Il World Economic Forum ci inchioda: all'Italia resta solo il primato per influenza culturale. In coda in tutte le altre classifiche, compresa la qualità della vita

Qualità della vita, l’Italia esce dalla top 20. Il World Economic Forum inchioda il Belpaese al suo declino. Alla Penisola resta solo il primato per influenza culturale e patrimonio storico, per il resto solo posti in fondo alle classifiche dalla capacità di attirare gli investimenti alla trasparenza dell’amministrazione pubblica. L’Italia perde però anche un altro storico punto d’orgoglio: la qualità della vita. Insomma, non basta più che ci sia il sole.

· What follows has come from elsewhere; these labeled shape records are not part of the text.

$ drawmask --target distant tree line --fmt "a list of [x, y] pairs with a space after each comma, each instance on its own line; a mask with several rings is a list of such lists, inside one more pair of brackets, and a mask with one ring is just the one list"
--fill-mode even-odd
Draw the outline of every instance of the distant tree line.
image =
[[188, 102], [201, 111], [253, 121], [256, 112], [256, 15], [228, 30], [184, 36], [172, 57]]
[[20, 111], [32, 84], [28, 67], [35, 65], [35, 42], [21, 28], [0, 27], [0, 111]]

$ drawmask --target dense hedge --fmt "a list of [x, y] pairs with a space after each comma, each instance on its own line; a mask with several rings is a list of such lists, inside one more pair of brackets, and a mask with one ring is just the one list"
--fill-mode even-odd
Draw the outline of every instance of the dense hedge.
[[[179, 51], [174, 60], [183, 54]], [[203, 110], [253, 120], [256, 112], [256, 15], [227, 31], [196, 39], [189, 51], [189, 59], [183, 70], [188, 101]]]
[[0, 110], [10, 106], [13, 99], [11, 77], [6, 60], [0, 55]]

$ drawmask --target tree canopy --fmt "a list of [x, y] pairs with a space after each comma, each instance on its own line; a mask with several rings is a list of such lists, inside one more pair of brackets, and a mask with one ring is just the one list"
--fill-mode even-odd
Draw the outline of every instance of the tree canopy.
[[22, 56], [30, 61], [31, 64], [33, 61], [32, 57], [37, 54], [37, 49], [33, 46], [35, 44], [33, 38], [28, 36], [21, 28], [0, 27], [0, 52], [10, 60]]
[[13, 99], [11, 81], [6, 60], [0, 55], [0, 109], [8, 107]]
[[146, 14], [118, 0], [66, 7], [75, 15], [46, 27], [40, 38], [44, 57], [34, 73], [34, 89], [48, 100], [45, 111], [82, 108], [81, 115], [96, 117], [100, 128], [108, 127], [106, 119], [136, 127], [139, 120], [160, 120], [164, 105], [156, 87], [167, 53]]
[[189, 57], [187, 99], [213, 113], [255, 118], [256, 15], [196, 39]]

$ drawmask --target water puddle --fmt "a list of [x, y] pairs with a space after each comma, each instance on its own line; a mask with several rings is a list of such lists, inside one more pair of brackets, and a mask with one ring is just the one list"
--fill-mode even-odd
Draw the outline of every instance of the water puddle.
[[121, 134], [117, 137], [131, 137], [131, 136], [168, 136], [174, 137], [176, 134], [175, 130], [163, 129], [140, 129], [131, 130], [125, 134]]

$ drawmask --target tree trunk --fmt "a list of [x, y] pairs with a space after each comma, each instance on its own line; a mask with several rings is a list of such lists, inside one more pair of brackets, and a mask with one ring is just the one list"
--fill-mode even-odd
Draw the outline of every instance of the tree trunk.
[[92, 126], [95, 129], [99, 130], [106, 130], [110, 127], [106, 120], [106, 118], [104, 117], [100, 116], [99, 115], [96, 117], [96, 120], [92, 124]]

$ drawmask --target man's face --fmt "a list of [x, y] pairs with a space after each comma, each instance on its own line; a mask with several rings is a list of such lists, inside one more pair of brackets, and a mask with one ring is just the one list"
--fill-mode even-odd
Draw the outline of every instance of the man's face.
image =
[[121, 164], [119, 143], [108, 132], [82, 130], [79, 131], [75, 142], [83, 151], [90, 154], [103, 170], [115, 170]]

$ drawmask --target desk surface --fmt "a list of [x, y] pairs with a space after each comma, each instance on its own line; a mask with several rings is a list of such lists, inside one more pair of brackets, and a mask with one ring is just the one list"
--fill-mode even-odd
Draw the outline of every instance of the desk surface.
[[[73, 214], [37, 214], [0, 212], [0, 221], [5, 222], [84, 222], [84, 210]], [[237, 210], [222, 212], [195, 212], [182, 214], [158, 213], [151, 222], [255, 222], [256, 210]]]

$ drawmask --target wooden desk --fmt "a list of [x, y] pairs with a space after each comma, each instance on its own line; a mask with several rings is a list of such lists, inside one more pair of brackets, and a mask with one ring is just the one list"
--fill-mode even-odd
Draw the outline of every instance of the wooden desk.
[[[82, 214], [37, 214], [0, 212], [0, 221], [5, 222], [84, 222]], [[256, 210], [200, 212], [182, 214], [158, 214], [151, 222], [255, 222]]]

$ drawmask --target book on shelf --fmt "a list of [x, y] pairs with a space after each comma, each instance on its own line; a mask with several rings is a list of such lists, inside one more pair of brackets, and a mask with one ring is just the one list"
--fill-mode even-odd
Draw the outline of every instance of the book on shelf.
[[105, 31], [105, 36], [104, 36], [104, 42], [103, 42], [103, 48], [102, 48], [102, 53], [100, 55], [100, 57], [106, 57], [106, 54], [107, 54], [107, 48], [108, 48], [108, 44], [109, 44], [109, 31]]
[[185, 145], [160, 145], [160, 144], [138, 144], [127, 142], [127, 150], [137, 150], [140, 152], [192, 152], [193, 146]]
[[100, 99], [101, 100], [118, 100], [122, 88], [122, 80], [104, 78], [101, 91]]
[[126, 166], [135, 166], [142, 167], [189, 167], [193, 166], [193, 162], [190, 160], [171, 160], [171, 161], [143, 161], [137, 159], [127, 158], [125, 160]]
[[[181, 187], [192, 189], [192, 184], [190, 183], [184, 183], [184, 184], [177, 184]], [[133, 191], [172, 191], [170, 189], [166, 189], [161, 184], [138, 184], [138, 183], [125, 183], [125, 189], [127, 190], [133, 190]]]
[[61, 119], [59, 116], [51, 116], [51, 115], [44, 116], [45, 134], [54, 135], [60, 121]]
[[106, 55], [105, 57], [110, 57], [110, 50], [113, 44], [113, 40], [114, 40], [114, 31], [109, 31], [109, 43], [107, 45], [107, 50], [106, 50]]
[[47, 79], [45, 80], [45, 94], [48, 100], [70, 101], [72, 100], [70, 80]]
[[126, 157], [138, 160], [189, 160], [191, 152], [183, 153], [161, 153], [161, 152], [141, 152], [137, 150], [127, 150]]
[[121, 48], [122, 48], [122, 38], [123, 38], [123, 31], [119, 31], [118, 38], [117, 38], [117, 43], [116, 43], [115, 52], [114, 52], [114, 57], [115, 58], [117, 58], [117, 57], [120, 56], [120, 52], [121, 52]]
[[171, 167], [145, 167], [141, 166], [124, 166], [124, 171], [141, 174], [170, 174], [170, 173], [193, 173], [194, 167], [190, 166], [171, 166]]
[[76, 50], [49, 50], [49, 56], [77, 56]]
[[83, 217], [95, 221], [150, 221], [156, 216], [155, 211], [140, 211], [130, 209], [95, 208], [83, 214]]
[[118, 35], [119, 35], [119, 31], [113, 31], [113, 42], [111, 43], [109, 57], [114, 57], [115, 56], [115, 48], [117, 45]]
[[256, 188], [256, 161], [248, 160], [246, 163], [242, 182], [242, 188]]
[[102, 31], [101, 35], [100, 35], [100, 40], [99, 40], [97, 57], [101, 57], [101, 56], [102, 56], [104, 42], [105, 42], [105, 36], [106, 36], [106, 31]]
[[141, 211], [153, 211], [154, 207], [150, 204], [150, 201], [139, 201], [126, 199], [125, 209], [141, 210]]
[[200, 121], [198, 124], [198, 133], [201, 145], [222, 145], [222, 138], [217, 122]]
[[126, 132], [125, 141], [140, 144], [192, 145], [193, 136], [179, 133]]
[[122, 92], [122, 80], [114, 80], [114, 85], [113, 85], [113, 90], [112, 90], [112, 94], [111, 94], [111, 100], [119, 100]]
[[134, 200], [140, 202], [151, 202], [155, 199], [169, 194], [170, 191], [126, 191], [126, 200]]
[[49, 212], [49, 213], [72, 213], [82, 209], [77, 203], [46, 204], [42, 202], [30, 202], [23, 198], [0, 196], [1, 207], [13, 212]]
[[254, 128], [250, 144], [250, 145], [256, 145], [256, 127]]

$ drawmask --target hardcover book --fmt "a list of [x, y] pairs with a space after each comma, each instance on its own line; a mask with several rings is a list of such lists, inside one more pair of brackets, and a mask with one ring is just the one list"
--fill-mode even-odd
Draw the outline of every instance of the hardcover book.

Qualità della vita, l’Italia esce dalla top 20

A stilare la classifica della qualità della vita e la radiografia dell’attrattività italiana è l’U.S. News & World Report Best Countries in occasione del World Economic Forum di Davos. Secondo il rapporto, il miglior Paese al mondo dove vivere è la Svizzera, seguita da Canada, Germania, Regno Unito e Giappone. La Francia è al nono posto, l’Italia al 15esimo. Il ritratto dell’Italia lascia spazio a qualche sorpresa: il Belpaese domina per influenza culturale, seguito da Francia e Stati Uniti, e batte Spagna e Grecia per il patrimonio di arti e tradizioni. Insomma, la Penisola è un bel posto da visitare (ma dopo il Brasile), soprattutto da soli (secondi dietro solo alla Spagna), ma non per viverci.

I guai del Belpaese

Affari, imprenditorialità, possibilità di riuscita degli investimenti e trasparenza: sono questi i problemi che rovinano l’Italia. E le costano l’esclusione dalla top 20 della classifica della qualità della vita. Perché il buon cibo non vale la lotta con la burocrazia, la mancanza di servizi, il lavoro precario e la generale fragilità delle regole. Quanto alla capacità di influenza sulla scena politica mondiale siamo decimi, superati anche dagli Emirati arabi uniti, e 18esimi quanto a “potenza” nuda e cruda, preceduti anche dalla Svizzera. Siamo 17esimi nella classifica dei “migliori Paesi in cui crescere i figli”, 13esimi tra i migliori in cui avviare una carriera e 19esimi quanto alla parità di genere. Chi sta bene, dunque, nel nostro Paese? I pensionati, visto il decimo posto “per un pensionamento confortevole”.